### Why do this problem?

This
problem begins with a simple paper fold, which leads to an
elegant result. Learners need to estimate lengths and work
accurately to construct and measure lines. Once they have made a
conjecture it can be justified with geometrical arguments using
angles and ratio. To prove the results knowledge of similar
triangles is needed, but the problem could equally well be used as
an introduction to the idea of similarity.

### Possible approach

Start by giving everyone a square of paper which they can fold
according to the diagrams. Encourage them to measure as accurately
as possible the two sections of the diagonal which are formed.
Collect together some measurements and ask what the learners
notice. What do they think would happen with squares of different
sizes? In order to collect a lot of data in a short space of time,
small groups could create different sized squares and construct the
lines and measure them, sharing the results within their
group.

Once a pattern has emerged bring the class together and ask
what they have found. Some learners will be convinced that the
relationship will always hold because they have tried it with lots
of examples, so there is a good opportunity to discuss the
distinction between demonstration and mathematical proof.

In order to justify formally what they have noticed, learners
might find it useful to discuss what they know to be true, and what
a convincing argument shows to be true. This might be for example
that certain angles are equal.

Once pairs of equal angles are identified a route to a proof
becomes clearer.

The last part of the question asks about other quadrilaterals.
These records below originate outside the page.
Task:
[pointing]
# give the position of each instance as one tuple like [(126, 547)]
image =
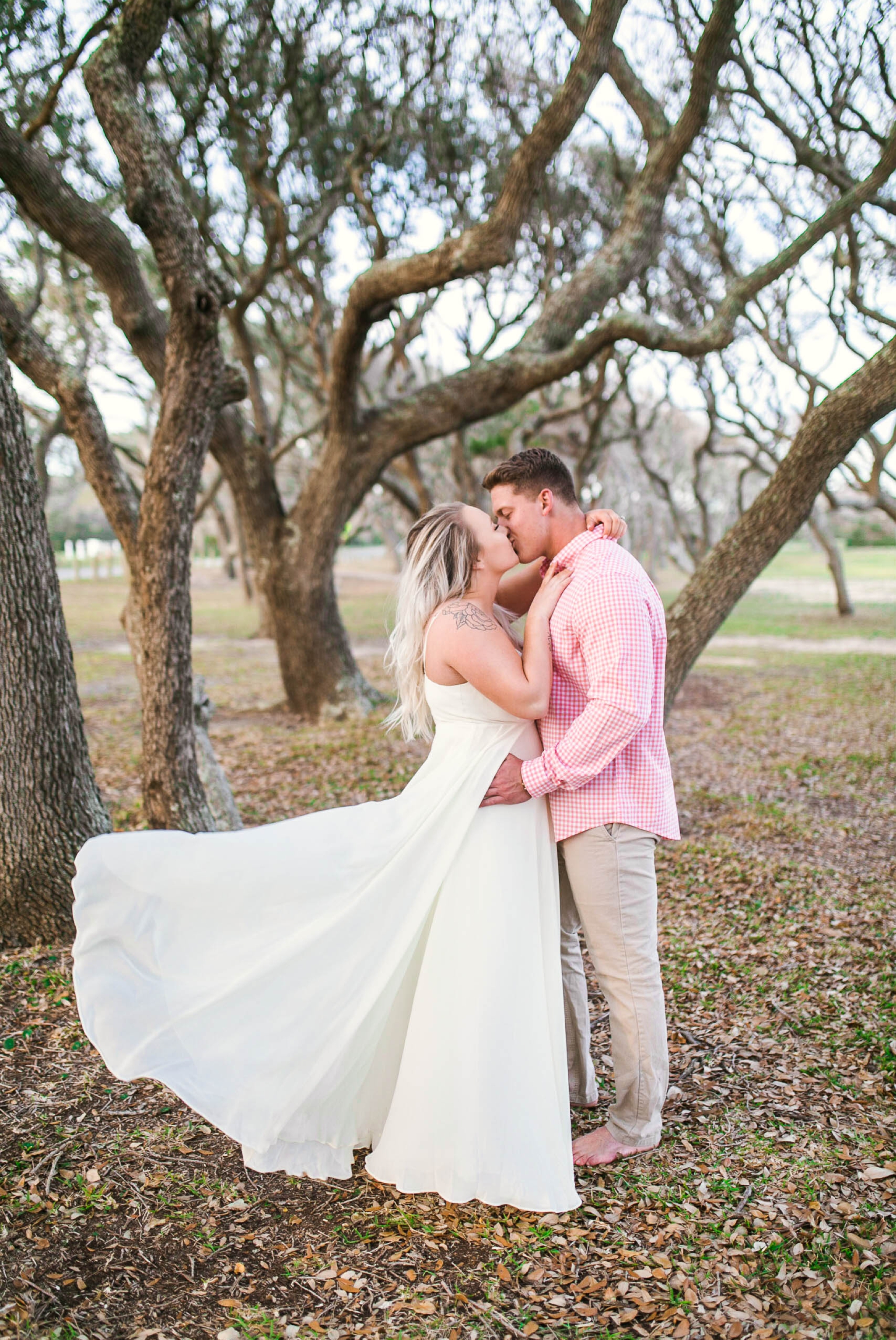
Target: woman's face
[(496, 551)]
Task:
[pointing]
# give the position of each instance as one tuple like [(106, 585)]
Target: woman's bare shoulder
[(461, 614)]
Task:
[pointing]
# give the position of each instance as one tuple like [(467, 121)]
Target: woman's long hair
[(440, 559)]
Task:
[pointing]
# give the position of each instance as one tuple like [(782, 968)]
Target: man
[(607, 775)]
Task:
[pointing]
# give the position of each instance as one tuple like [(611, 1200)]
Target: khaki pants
[(609, 888)]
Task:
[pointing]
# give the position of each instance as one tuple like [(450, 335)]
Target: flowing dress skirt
[(385, 975)]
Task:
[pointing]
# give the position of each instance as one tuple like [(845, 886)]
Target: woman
[(385, 975)]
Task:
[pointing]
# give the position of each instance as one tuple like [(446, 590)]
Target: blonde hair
[(440, 560)]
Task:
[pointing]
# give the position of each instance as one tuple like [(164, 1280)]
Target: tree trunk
[(49, 799), (822, 532), (173, 794), (316, 662), (827, 436)]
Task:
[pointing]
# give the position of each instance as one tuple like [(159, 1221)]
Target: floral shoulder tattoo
[(469, 616)]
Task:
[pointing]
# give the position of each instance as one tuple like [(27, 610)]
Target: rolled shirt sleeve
[(611, 622)]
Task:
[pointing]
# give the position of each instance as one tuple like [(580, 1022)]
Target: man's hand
[(507, 786)]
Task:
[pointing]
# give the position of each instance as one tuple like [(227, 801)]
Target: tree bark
[(822, 532), (49, 799), (196, 385), (827, 436), (315, 657)]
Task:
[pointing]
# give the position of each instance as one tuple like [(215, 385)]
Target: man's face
[(527, 520)]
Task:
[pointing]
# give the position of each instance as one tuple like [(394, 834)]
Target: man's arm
[(614, 629)]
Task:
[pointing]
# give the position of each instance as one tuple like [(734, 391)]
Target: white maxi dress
[(379, 976)]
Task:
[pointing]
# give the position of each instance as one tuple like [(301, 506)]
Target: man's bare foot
[(600, 1146)]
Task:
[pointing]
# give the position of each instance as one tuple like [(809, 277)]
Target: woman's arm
[(473, 645)]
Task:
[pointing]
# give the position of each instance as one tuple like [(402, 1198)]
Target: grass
[(124, 1214)]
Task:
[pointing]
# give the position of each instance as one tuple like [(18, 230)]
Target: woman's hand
[(614, 526), (552, 588)]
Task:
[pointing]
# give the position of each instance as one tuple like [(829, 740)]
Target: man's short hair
[(531, 472)]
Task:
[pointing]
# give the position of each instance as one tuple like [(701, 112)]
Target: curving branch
[(827, 436)]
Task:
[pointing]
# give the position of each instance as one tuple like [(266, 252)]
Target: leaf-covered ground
[(769, 1208)]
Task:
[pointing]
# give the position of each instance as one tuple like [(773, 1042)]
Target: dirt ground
[(769, 1207)]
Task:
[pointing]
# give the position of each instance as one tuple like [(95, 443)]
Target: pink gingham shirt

Some
learners will be secure enough in the proof for squares to attempt
to prove or disprove the cases for other quadrilaterals straight
away without the need for accurate diagrams or folding.

### Key questions

What does it look like the folds are doing to the lines?

How could you verify what you think is true?

What other mathematics do you know that might be useful
here?

Does this work for other quadrilaterals?

### Possible extension

The problem

Take
a Square II builds on these ideas and extends them to different
fractions of the line.

### Possible support

The problem

Two
Ladders could be used to investigate similar triangles.